A new patient arrives with a family member, and the trajectory of the episode then moves on to this family and the different thoughts and feelings they have about this approaching death. Charley tells the patient, Tyler Cobb, a famous college in his hometown and professional football player, that “there is still work to be done”, for which she will coach each family member in their grieving processes and relationships. More inserted scenes from Charley’s morning drive to work give the viewer hints about the start of different days and other ways Charley coaches the family toward a healthy acceptance of “death, not as the end of life, but rather as a part of life.” life’. .”
The moment of death in the episode is tastefully portrayed. A holy moment is then held in an exit corridor turned shrine, with staff and family saying goodbye, sitting around the covered body just before it is driven to the funeral vehicle. In the final scene, Charley sits alone on an outdoor patio (at a secret location) watching the sunset as she talks to God about her experiences in the episode, asking the questions that remain for her, and affirming God’s goodness, strength, and grace. Included in this prayer time is another twist of this first episode, which is a close personal friend of Charley’s who has come to the hospice unannounced to ask Charley to be her caretaker at the hospice.
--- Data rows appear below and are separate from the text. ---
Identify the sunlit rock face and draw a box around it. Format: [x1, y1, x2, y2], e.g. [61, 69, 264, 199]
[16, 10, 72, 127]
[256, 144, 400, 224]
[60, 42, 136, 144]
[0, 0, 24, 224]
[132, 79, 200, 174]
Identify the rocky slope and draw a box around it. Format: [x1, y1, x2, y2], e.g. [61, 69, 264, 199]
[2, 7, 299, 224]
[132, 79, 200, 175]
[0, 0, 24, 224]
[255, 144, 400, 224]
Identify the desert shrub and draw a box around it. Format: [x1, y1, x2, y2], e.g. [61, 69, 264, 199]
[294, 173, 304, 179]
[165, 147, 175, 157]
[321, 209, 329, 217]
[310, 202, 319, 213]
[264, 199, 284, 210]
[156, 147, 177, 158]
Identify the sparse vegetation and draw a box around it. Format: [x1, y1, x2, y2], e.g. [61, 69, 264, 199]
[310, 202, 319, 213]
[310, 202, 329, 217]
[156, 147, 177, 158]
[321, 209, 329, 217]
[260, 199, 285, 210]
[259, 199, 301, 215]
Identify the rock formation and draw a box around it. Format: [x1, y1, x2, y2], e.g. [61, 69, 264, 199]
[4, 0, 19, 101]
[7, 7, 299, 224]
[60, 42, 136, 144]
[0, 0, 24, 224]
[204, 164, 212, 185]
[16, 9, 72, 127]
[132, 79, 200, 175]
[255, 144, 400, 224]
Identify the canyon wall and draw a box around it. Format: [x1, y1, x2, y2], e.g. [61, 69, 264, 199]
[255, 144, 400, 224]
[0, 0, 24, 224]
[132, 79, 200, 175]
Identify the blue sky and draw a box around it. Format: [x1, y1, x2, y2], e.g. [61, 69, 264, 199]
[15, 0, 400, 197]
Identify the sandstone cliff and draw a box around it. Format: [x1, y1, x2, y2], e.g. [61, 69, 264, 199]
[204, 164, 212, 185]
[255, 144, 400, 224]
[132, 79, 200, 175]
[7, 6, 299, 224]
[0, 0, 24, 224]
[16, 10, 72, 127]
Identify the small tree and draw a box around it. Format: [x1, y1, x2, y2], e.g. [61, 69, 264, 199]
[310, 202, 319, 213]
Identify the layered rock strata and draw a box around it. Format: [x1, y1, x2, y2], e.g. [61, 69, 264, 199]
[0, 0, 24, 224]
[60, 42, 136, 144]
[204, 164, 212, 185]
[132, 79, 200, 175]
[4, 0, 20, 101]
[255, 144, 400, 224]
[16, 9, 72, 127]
This presents Charley with a professional and personal dilemma that makes her uneasy. Episode 101 ends with this storyline not fully resolved, apparently pending further treatment later in subsequent episodes.
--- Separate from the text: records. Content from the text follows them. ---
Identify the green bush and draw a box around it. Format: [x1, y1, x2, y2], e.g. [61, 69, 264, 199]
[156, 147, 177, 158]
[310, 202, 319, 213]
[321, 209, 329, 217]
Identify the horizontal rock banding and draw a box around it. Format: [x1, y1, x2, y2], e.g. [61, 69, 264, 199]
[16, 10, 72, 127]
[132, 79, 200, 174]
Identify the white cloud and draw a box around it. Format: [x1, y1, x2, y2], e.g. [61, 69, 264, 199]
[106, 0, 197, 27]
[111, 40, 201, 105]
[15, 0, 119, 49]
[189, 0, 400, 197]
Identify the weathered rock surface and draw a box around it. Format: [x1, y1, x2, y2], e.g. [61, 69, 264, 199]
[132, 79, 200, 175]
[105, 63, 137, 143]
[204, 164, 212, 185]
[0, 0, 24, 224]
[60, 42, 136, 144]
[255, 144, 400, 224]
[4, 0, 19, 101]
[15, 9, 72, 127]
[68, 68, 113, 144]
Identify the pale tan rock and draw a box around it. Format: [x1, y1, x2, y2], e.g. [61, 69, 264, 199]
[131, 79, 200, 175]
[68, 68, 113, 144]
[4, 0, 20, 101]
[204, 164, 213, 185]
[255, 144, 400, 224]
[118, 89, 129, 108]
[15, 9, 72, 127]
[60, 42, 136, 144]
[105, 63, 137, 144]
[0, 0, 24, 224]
HOME: Episode 101: “Charley’s Way” presents an incredibly well-written drama that captures the powerfully transformative experience an inpatient hospice can provide. Personal experience seems to have been the formative impetus for the entire series. The closing credits feature a name and vital stats that commemorate a parent of Dan Merchant, the creator, writer, executive producer and director of the opening episode. The acting is certainly up to the task, delivering moments that not only captivate the viewer’s attention, but heart and soul. The cinematography is captivating whether it’s outdoor on-location scenes or intimate conversations indoors. While the hospice scenes appear to be filmed on set, they never distract from the story. Nor do they detract from the episode’s attempt to urge viewers to embrace death as part of our journey to meet our Maker on the way to our eternal home.
HOME: “Charley’s Way” has a strong Christian, biblical worldview. Scripture is read. Also, prayer is depicted throughout the episode. For example, before entering a patient’s room, Charley appears to pray a prayer for the Holy Spirit to assist her in the next moments of interaction with the patient and their family. Charley’s impromptu prayers at sunset are addressed to God and contain many references to the Old Testament scriptures, such as references to “in the shadow of your wings” from Psalm 36:7, to “the apple of your eye” from Psalm 17:8, and to “you have blessed me” in Genesis 30:27.
“Charley’s Way” shows the hospice staff pursuing peace, joy and reconciliation as they lead the patient to their true home with God. Many emotions are expressed about life, death and dying in the episode. For example, “Charley’s Way” contains a number of scenes that sensitive viewers may find difficult to view. Therefore, MOVIEGUIDE® recommends caution with younger children.